One interesting pattern we discussed frequently was how in the distribution of views graph, the results were heavily skewed to the right. We quickly realized later in the project, that this would be one of the major roadblocks we would face when it came to accurately predicting view counts for videos in our models.

A similar thing issue was also seen with the view count over time graph on the right. The views are increasing at a exponential rate, which also suggests that in our dataset, each video’s views are collected in accumulation rather than discrete daily or periodically.
Label Selection

log(view_count + 1) / days_since_publication
This is so done to distinguish videos with lots of views that have been published for a longer time from those that were published on the same day (so 1 day since publication).
Feature Engineering
Feature Selection
Categories:
'People & Blogs'
'Gaming'
'Entertainment'
'Music'
'Howto & Style'
'Education'
'Comedy'
'Science & Technology'
'Film & Animation'
'News & Politics'
'Sports'
'Travel & Events'
'Pets & Animals'
'Autos & Vehicles'
'Nonprofits & Activism'
Categorical Features:
Top 100 channels
Channel Category
Day of the week
Numerical Features:
Days since published
Squared days since published
Square root of days since published
Log days since published
Feature Leakage
As we began to train our models, we learned that the use of comments, likes, views, or any other direct engagement metrics would classify as feature leakage, and therefore we should not use these metrics in training our models. This is because it wouldn't make sense to have access to likes and comments before a video starts gaining traction, as these metrics are generated as a result of the video's popularity over time. Using them as features would give the model information it wouldn't realistically have at prediction time, leading to overly optimistic results and poor generalization to unseen data.
Instead, we focused on features that are available at the time of video upload, such as the video's category, description length, presence of certain keywords, and the day and time of publishing. These features ensure that our model remains robust and applicable in real-world scenarios where engagement data is unavailable prior to the video's release.
Time-Based Data Split
Training set: Between Jan 1, 2023 & Dec 31, 2023
Validation set: Between Dec 31, 2023 & Feb 18, 2024
Test set: After Feb 18, 2024
Model Comparison
I worked on a linear regression model,, specifically using Ridge which is a type of regularization technique that punishes large coefficients to keep the model more robust. This allowed the model to better account for overfitting data points.
Once the model was fit I got a score of 0.25 for the validation RSME, and 0.273 for the test RSME. An ideal RSME score should be closer to zero to reflect higher accuracy and In this case the linear model did a pretty good job!
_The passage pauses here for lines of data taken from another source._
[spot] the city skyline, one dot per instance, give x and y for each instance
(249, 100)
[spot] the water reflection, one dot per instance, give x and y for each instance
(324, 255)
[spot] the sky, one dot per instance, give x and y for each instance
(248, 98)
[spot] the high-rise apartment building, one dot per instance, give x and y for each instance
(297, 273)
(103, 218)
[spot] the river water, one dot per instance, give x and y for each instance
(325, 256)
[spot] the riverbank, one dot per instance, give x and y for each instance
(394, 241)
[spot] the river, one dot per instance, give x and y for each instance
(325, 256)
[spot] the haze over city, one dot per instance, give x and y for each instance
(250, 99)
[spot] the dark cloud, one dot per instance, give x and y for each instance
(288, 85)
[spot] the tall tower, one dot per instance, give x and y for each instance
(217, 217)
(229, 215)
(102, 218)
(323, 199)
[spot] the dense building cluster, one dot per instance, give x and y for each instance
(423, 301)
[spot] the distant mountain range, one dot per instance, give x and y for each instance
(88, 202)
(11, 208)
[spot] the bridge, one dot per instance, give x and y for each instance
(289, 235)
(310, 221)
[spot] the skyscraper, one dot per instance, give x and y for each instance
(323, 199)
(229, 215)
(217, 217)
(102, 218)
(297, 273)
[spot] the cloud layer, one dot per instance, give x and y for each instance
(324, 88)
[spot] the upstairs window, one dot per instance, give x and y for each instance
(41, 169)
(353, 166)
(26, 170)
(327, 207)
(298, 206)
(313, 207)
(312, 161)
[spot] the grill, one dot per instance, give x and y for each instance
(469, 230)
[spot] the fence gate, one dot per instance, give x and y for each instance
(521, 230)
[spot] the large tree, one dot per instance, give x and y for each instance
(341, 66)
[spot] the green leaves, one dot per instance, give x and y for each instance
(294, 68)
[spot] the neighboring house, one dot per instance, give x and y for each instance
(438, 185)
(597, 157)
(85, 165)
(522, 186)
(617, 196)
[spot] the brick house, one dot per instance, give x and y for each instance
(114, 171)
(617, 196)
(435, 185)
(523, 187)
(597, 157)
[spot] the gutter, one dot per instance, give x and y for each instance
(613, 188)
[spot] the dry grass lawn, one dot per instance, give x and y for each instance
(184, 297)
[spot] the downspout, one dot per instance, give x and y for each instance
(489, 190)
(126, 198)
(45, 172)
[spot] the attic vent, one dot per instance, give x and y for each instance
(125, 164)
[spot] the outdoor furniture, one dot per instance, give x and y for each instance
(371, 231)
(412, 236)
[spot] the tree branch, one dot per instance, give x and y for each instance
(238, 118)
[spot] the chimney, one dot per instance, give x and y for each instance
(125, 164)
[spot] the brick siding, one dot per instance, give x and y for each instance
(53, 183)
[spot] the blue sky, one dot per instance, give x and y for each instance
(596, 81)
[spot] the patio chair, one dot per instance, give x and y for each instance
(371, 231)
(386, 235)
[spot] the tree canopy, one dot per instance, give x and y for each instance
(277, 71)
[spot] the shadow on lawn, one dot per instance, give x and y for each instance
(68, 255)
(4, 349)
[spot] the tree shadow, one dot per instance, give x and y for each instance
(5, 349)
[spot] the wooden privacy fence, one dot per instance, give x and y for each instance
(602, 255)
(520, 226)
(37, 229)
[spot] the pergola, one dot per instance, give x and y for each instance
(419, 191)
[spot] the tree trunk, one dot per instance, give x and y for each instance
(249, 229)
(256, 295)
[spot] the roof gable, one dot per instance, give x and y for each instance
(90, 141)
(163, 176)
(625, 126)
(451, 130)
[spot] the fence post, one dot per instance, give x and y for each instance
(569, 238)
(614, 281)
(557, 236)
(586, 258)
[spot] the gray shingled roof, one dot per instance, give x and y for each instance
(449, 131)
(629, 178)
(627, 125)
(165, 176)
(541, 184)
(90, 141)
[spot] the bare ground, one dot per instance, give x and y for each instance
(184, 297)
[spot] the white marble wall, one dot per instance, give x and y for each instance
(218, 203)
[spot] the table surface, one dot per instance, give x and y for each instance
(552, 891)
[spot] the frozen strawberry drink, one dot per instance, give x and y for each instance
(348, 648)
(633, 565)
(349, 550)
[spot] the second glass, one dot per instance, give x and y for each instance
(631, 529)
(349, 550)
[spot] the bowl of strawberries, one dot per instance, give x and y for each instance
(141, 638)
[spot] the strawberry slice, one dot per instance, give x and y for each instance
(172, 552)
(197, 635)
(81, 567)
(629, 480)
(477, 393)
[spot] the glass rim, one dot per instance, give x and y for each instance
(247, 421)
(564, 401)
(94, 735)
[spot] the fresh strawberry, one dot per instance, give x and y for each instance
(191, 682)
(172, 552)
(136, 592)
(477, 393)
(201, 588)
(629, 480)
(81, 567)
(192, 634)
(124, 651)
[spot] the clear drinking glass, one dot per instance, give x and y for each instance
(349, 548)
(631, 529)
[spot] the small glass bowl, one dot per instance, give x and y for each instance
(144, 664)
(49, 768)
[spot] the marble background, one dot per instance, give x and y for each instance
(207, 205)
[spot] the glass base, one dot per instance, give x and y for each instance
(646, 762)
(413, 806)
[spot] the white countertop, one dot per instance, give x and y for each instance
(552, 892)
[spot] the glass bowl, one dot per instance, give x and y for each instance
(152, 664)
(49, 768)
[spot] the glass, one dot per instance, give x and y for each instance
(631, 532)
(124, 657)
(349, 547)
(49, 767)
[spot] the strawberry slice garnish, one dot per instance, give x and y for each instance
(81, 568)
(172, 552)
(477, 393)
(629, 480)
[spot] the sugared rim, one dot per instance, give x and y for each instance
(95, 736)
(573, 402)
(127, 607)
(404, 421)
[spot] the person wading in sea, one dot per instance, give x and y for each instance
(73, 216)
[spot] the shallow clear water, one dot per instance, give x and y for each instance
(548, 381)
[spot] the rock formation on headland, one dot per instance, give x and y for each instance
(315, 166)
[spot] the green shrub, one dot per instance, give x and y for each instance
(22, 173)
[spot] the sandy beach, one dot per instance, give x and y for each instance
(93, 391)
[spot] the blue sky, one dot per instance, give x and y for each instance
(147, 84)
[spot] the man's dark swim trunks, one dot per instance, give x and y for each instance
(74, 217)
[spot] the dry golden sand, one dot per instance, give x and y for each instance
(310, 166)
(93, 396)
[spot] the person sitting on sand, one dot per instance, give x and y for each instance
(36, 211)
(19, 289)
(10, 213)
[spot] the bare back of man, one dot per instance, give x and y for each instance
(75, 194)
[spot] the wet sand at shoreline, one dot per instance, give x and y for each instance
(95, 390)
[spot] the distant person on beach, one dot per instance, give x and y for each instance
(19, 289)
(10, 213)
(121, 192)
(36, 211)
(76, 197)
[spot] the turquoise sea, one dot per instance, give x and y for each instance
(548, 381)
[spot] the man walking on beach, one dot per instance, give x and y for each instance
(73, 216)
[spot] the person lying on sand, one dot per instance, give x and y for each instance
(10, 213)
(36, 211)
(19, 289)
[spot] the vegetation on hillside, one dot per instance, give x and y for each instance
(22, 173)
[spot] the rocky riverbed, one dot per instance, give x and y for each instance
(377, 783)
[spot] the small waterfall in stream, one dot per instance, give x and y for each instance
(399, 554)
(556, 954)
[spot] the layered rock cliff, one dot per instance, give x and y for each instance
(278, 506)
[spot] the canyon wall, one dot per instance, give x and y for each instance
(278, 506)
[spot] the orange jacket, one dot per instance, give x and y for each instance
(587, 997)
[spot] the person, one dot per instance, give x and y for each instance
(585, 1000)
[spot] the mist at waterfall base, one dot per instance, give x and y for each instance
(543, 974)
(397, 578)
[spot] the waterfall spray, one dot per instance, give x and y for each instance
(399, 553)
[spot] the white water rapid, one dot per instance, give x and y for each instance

On the predicted vs actual log view velocity graph you can additionally see how accurate the results are. Some things to take note of however is how at the bottom left of and top right corners of the chart the model begins to struggle to accuracy predict view velocity. This is a limitation of linear regression models, as they assume all patterns in the data are linear and struggle to capture complex patterns in the data.



Random Forest Model


XGBoost Model



Neural Network Model



As a team we've done so much but there's definitely so much more that we can do could do to further improve our model performances and continue to explore more complex patterns in the data. Our next set of steps are to:
Continue to train and fine-tune the models: particularly focusing on some of the models that were the best performing, like the neural network and the random forest models, and also using data sets from other countries.
Look at other countries dataset: Early on in the project we imported the India data set to explore and see how that data set performs on the models we trained. Would the feature importances look any different? Are different categories more likely to trend?
Explore more advanced NLP techniques: We can also explore more NLP techniques to better understand the benefit of specific titles for a video or specific video descriptions and how that impacts how likely a video is to trend.